We evaluated the correctness of tinyVTA using a large fully connected model with 26,122 parameters (as shown in Figure 5), trained to perform 8x8 MNIST digit classification, the model consists of 3 linear layers of dimensions (input, output): (64,128), (128,128), and (128,10), each followed by a **ReLU** activation layer except for the final layer output which is fed to a **softmax** activation to get probabilities of labels as depicted in Figure 4. To verify the implementation, we conducted both software inference and hardware inference and compared the results.

Our compiler was used to generate the data memory and the instructions for the model. The instructions obtained for this particular model when assembled were the following, correctly consisting of 3 MMAC instructions and and two ReLU activations.

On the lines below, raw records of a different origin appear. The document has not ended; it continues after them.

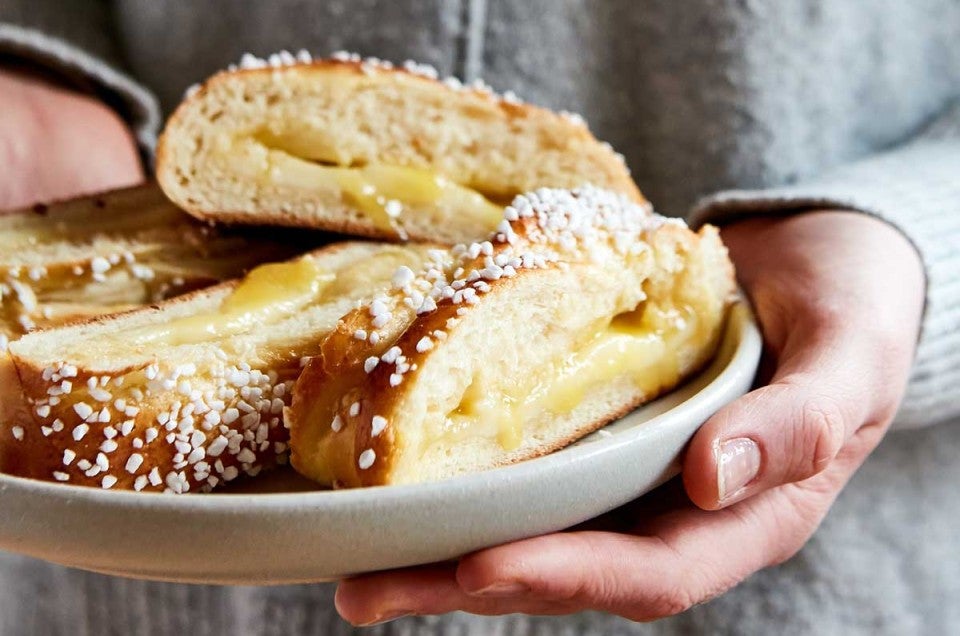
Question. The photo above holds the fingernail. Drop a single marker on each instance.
(503, 588)
(738, 463)
(386, 617)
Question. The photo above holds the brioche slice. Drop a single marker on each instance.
(364, 148)
(188, 394)
(579, 308)
(110, 252)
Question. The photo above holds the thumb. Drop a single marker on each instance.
(822, 392)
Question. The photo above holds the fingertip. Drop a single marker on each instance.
(700, 466)
(494, 571)
(345, 600)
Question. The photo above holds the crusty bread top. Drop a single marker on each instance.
(350, 112)
(106, 252)
(359, 386)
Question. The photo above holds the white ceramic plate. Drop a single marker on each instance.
(284, 533)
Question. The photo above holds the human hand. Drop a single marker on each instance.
(56, 143)
(838, 296)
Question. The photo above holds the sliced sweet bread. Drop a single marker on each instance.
(359, 146)
(581, 306)
(110, 252)
(188, 394)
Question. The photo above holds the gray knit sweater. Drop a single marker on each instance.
(795, 104)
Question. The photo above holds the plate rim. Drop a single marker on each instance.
(748, 347)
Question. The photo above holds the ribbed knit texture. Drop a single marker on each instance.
(75, 38)
(700, 96)
(917, 189)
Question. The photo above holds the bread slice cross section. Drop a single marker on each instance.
(110, 252)
(186, 395)
(581, 306)
(361, 147)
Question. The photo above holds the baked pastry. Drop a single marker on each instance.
(185, 395)
(361, 147)
(111, 252)
(581, 306)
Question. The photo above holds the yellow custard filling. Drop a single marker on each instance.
(271, 293)
(268, 293)
(642, 345)
(380, 192)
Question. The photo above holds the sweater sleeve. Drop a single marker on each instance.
(916, 188)
(73, 38)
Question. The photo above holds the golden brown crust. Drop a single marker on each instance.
(332, 384)
(39, 452)
(577, 156)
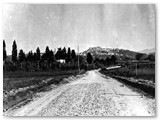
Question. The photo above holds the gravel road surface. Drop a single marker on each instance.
(90, 95)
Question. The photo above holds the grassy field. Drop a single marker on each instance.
(142, 78)
(21, 86)
(142, 73)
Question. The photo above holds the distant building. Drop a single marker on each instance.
(61, 61)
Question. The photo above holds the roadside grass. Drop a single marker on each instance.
(21, 86)
(142, 73)
(143, 80)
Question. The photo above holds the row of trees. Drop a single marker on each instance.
(49, 59)
(48, 55)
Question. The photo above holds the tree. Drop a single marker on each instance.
(30, 57)
(4, 51)
(68, 56)
(151, 57)
(64, 53)
(14, 51)
(58, 54)
(38, 54)
(73, 54)
(21, 56)
(113, 59)
(139, 56)
(89, 58)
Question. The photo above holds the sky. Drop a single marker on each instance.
(124, 26)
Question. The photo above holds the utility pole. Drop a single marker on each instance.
(78, 60)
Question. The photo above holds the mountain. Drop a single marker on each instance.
(99, 52)
(147, 51)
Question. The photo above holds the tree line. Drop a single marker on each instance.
(38, 60)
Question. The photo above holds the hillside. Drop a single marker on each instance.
(104, 52)
(148, 51)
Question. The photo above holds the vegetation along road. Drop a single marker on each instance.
(92, 94)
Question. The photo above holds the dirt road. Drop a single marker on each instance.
(90, 95)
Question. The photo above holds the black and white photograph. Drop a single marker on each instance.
(79, 59)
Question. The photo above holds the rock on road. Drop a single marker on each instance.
(90, 95)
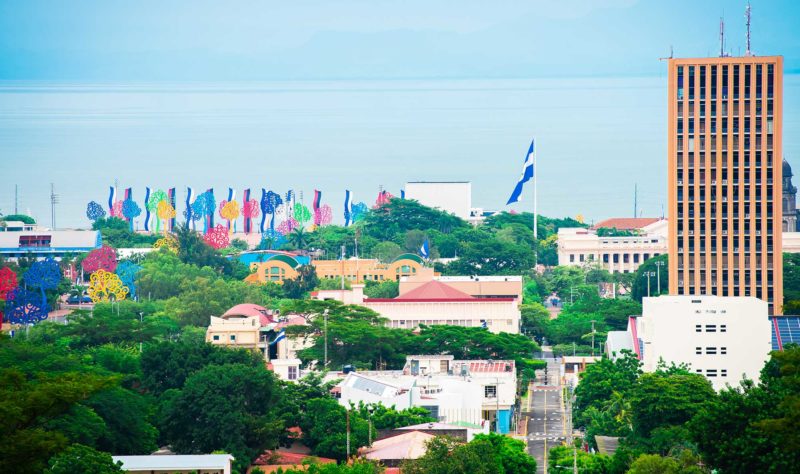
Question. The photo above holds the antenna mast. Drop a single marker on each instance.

Figure 4. 8x8 MNIST Model Architecture

Model: "sequential\_5"

| Layer (type)   | Output Shape | Param # |
|----------------|--------------|---------|
| fc1 (Dense)    | (None, 128)  | 8,320   |
| fc2 (Dense)    | (None, 128)  | 16,512  |
| output (Dense) | (None, 10)   | 1,290   |

Total params: 26,122 (102.04 KB)

Trainable params: 26,122 (102.04 KB)

Non-trainable params: 0 (0.00 B)

Figure 5. The number of trainable parameters in the 64-128-128-10 model chosen for MNIST inference

```
MMAC 8, 0x0, 0x400, 0x1000

ACTIV 1024, 0x1000, 0x1000, 0x0

MMAC 8, 0x1000, 0x800, 0x1400

ACTIV 1024, 0x1400, 0x1400, 0x0

MMAC 8, 0x1400, 0xc00, 0x1800
```

The final output is then read from the address location  $0 \times 1800$  onwards and np.argmax is done in software to identify the predicted class.

## 4.1 Software Testbench based Design Verification

The software testbench designed to verify our hardware on **Vitis CSIM** involves reading the data and instructions from text files, then simulating the accelerator IP connected to the data and instruction memory and finally, verifying the correctness of the evaluated output values against the expected output.

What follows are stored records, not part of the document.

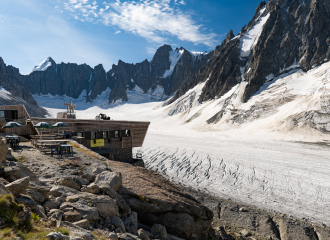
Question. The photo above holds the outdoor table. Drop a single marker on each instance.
(54, 148)
(13, 141)
(66, 148)
(54, 141)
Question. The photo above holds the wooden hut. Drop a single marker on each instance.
(18, 114)
(112, 139)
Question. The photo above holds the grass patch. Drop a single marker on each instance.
(64, 231)
(143, 198)
(73, 162)
(9, 210)
(86, 152)
(21, 159)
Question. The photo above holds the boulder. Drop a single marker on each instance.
(2, 223)
(40, 187)
(159, 231)
(131, 223)
(58, 191)
(57, 236)
(157, 200)
(118, 223)
(114, 179)
(127, 236)
(143, 234)
(81, 181)
(28, 202)
(53, 212)
(19, 186)
(93, 188)
(105, 205)
(51, 205)
(98, 170)
(72, 216)
(26, 172)
(106, 189)
(3, 190)
(9, 173)
(83, 224)
(113, 236)
(87, 212)
(4, 181)
(69, 182)
(36, 196)
(89, 177)
(84, 235)
(3, 150)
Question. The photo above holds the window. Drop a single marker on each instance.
(127, 133)
(93, 135)
(105, 134)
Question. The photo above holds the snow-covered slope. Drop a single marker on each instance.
(251, 152)
(295, 101)
(135, 96)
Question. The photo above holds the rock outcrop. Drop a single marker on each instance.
(282, 35)
(156, 200)
(16, 93)
(160, 77)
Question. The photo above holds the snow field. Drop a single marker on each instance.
(265, 161)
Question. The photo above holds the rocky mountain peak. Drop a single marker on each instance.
(282, 36)
(49, 62)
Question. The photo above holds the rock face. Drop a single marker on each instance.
(167, 205)
(285, 35)
(104, 205)
(3, 151)
(19, 186)
(10, 80)
(114, 179)
(160, 77)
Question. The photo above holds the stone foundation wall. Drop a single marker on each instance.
(123, 155)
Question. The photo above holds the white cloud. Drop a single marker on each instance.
(154, 20)
(151, 50)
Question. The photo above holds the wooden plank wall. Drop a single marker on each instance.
(138, 129)
(22, 113)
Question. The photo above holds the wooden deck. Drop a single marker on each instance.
(137, 129)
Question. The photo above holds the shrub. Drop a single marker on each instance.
(9, 209)
(24, 222)
(64, 231)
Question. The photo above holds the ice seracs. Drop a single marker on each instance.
(250, 38)
(174, 58)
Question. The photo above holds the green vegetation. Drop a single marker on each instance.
(35, 217)
(21, 223)
(9, 210)
(64, 231)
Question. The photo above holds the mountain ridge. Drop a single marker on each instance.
(168, 69)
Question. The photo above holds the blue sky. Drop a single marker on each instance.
(94, 32)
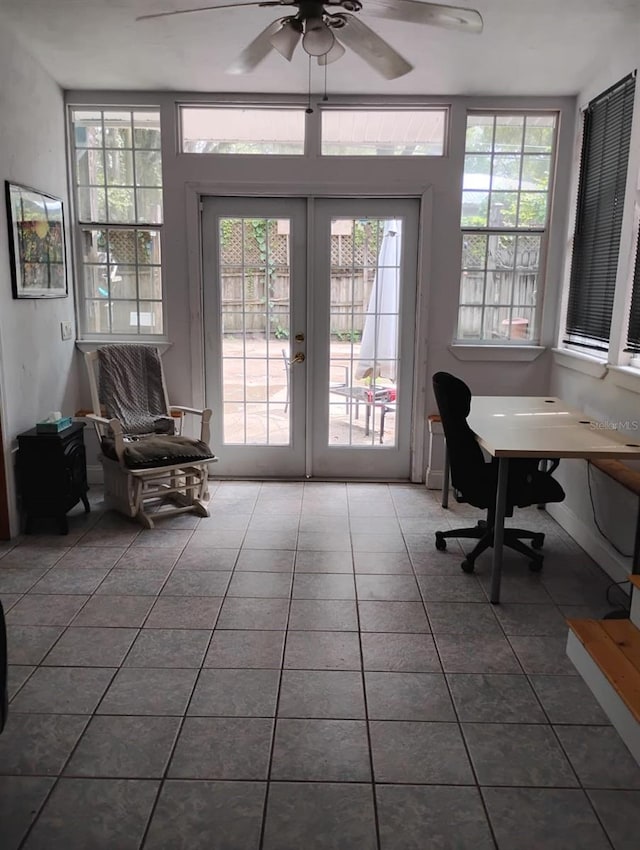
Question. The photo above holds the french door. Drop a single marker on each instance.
(309, 314)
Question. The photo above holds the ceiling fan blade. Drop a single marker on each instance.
(452, 17)
(286, 39)
(254, 53)
(374, 50)
(336, 52)
(215, 6)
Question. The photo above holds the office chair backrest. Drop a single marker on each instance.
(469, 471)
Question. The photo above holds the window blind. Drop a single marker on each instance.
(633, 336)
(603, 176)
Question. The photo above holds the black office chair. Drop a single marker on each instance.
(475, 480)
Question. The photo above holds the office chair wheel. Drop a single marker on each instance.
(441, 543)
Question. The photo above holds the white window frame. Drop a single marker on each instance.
(534, 338)
(80, 227)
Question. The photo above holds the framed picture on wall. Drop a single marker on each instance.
(36, 243)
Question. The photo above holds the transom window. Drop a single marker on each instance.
(508, 175)
(118, 184)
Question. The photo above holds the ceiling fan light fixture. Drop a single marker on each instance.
(318, 38)
(286, 39)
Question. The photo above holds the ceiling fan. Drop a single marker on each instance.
(319, 23)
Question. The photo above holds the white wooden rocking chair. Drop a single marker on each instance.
(146, 463)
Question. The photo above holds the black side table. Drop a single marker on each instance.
(52, 474)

## 4.2 Hardware Design Verification

We employed the **UltraScale+ Overlay** to establish a robust software interface for our accelerator implementation IP, denoted as **acti\_proc**. This overlay instantiation took place within the **Xilinx ZCU104 FPGA** at the HPC Lab. To facilitate communication with the accelerator, we created PynqBuffer objects for both instruction memory and data memory. Subsequently, these buffers were populated with the requisite instructions and data memory content, which were generated by our compiler.

Following the setup, we initiated the start signal to activate the overlay, enabling the execution of the model. The resultant outputs from the model were retrieved from the data memory PynqBuffer. We then conducted an argmax operation on these outputs, thereby obtaining the corresponding labels. To validate the accuracy of our accelerator design, we compared these labels with those obtained through pure software inference performed in Python.

Remarkably, the results were consistent across all 128 test examples, as demonstrated in Figure 6, affirming the correctness of our accelerator design.



**Figure 6.** Some input examples dispatched to tiny VTA for inference visualized with their HW predicted labels and SW predicted labels in the title of each subplot which are matching in all of the cases



Figure 7. ZCU104 Board

# **ACKNOWLEDGMENTS**

We would like to thank **Prof. Sachin Patkar**, Department of Electrical Engineering, IIT Bombay for being a source of guidance and for providing us the opportunity and resources to work on this project.